Angesichts der Corona-Zäsur werden alte politiktheoretische Denkmuster wieder sichtbar. Nach Meinung von Thomas Hobbes bis Carl Schmitt ist es Aufgabe des Staates, Souveränität wiederzugewinnen, um das Risiko des (kriegsbedingten) Todes zu reduzieren. Bürgerliche Freiheiten sind vor einem solchen Hintergrund eher störend, weil sie die Möglichkeiten des vermeintlich friedensstiftenden Herrschers einschränken. Das Denken beider Theoretiker dreht sich um Krieg, Tod, Ausnahmezustand und starken Staat. Die existenzielle Bedrohung stellt heute nicht der Kämpfer auf der anderen Seite dar; vielmehr kann jeder zum potenziellen Überträger des todbringenden Virus werden. Das social distancing trägt das Misstrauen nach außen. Gesucht wird ein Impfstoff. Bis dieser gefunden ist, braucht es den starken Staat, um Leben so gut wie möglich zu schützen. Die Schriftstellerin Julie Zeh hat diese Art der Güterabwägung pointiert: „Das Gegenteil von Freiheit ist Gesundheit.“

Der Gehalt dieser Aussage indiziert schlechte Zeiten für Liberale. Die übrigen Freiheitsrechte geraten dann schnell ins Hintertreffen. Dazu zählen nicht zuletzt die ökonomischen. Sicherheit scheint nur der fürsorgliche Corona-Staat zu vermitteln.

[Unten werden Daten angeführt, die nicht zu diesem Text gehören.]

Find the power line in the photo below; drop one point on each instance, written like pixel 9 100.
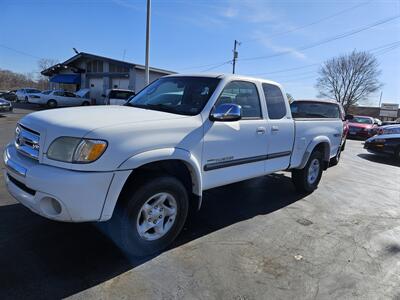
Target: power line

Höchste Priorität des „Gutes“ Leben

Nun ist ein Argument der politisch Handelnden die höchste Priorität des „Gutes“ Leben. In diesem Rahmen wird auch die Pflicht zur Solidarität mit den Risikogruppen angemahnt. Staatsrechtlich gesehen rechtfertigt aber der Schutz des Lebens nicht per se Freiheitsbegrenzungen, sondern nur jene, die verhältnismäßig sind. Schwierig ist es, die Nebenfolgen des gesundheitspolitischen Notstandes, etwa ökonomischer Art, gegen eine Unterlassung der entsprechenden Anordnungen aufzurechnen. Es handelt sich um eine Gleichung mit vielen unbekannten Variablen, die ein spieltheoretisches Lehrstück darstellt.

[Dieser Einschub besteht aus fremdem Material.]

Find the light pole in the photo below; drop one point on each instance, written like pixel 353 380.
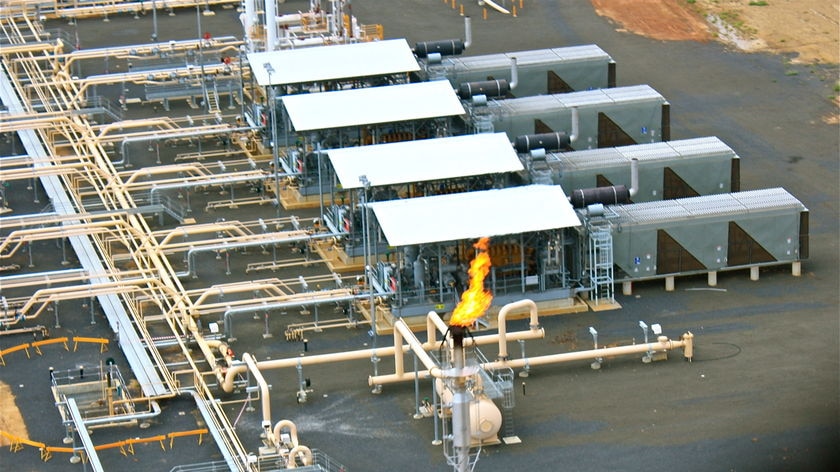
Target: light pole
pixel 154 20
pixel 275 152
pixel 366 242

Anders als die Merkel- und Söder-Getreuen ging bei dieser Abwägung der Mikrobiologe Sucharit Bhakdi vor. Er bezeichnete die staatlichen Maßnahmen als kontraproduktiv, verhinderten sie doch Kontakte gerade der Älteren, sportliche Betätigung und vieles mehr, das die Gesundheit fördert. Als Folge des Regierungskurses seien eher mehr Tote zu erwarten als verhindert würden, so das Urteil des Emeritus.

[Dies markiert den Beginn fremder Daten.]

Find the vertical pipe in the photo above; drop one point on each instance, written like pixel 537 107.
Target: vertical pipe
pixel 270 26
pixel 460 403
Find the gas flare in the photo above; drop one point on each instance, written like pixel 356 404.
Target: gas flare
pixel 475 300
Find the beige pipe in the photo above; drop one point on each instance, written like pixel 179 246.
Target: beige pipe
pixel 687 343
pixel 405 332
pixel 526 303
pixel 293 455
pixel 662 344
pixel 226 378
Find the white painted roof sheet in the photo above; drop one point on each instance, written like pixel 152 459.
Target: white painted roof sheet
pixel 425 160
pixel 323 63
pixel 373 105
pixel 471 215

Wie die Herrschenden und ihre medialen Unterstützer aus dem Dilemma herauskommen, ist ungewiss. Im Laufe der Zeit sinkt die Akzeptanz der Beschränkungen. Die in den letzten Jahrzehnten gewohnten Freiheitsimpulse dürften wieder verstärkt zum Vorschein kommen. Optimisten hoffen auf eine neue Gesellschaft. Früher wurden Seuchengötter auch deshalb verehrt, weil sie einen neuen Anfang ermöglichten.